MeHDiX
Kayıtlı Üye
Evliyânın büyüklerinden İbrâhim el-Metbûlî (rahmetullahi teâlâ aleyh) ile ilgili olarak Şeyh Cemâlüddîn Yûsuf el-Kürdî şöyle anlatır: Bir gece, memleketim olan Hısn-i Kehf şehrindeki âile efrâdımı özledim. Metbûlî ye, ikindi namazından sonra bu arzumu arz ettim. Bana; Allahü teâlânın izniyle senin dileğin yerine gelecektir. buyurdu. Câmideki halvethâneme girip, ikindiye mahsus dersimi okudum. Kendimi, Hısn-i Kehf de gördüm. Konu komşu gelip hal ve hatırımı sordular. Evimize girdim. Anneme ve babama selâm verdim. Onların yanında bir müddet kaldım. Köy câmisinde hutbeler okudum. Sonra, hocam Metbûlî yi görmeyi arzuladım. Annem ve babamdan izin isteyip, şehrin dışında bir yere çıktım. O esnâda kendimi Birket-ül-Hâc daki halvethânemde buldum. Dışarı çıkıp arkadaşlarıma selâm verdim.

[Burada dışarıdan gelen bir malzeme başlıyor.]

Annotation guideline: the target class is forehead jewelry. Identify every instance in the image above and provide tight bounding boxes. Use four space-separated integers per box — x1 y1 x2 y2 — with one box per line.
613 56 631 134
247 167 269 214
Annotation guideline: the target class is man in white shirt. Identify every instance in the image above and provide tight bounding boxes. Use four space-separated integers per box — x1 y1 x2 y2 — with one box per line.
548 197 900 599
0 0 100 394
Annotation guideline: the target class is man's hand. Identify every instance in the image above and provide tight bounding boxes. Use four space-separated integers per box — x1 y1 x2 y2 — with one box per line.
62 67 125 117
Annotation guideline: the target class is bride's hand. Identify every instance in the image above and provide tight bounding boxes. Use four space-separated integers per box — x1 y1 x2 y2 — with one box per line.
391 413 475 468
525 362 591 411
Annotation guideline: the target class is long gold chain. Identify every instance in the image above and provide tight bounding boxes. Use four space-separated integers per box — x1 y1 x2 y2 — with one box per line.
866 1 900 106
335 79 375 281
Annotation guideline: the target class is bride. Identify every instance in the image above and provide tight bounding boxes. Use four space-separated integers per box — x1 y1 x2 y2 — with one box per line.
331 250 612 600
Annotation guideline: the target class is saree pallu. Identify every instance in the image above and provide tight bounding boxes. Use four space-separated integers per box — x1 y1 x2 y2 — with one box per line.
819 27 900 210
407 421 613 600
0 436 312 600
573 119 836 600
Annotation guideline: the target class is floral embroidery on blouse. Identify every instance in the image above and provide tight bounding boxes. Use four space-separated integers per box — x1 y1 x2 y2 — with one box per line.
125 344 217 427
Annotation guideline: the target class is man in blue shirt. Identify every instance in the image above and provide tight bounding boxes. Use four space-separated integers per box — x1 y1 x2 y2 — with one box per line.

Hiç kimse, bana yolculuktan dönen kişi muâmelesi yapmadı. Onlara dokuz aydır ayrı olduğumu ve seferden geldiğimi söylediğimde; delirdinmi sen, yerinden hiç bir yere ayrılmadın diye şaşkınlıkla tepki gösterdiler. O esnâda hocam Metbûlî gelip; Yavrum, yanın¬daki sırları herkese söyleme. buyurdu. Daha sonra vâlidem Mısır a geldi ve hocama; Efendi, eğer güzel hatırınız olmasaydı, bir seneye kadar biz Yûsuf u kolay kolay bırakmazdık. dedi. Yıllarca yapılacak şeylerin bir anda yapılması çok görülmüştür. Allahü teâlâ, Peygamberlerin sonun¬cusu Muhammed aleyhisselâmı, Mîrâc gecesi bir anda göklere götürüp getirdi. Döndüğünde, yatmış olduğu yerin soğumamış olduğunu gördü. Allahü teâlâ, zamânı genişletmektedir. Her şeyin doğrusunu Allahü teâlâ bilir.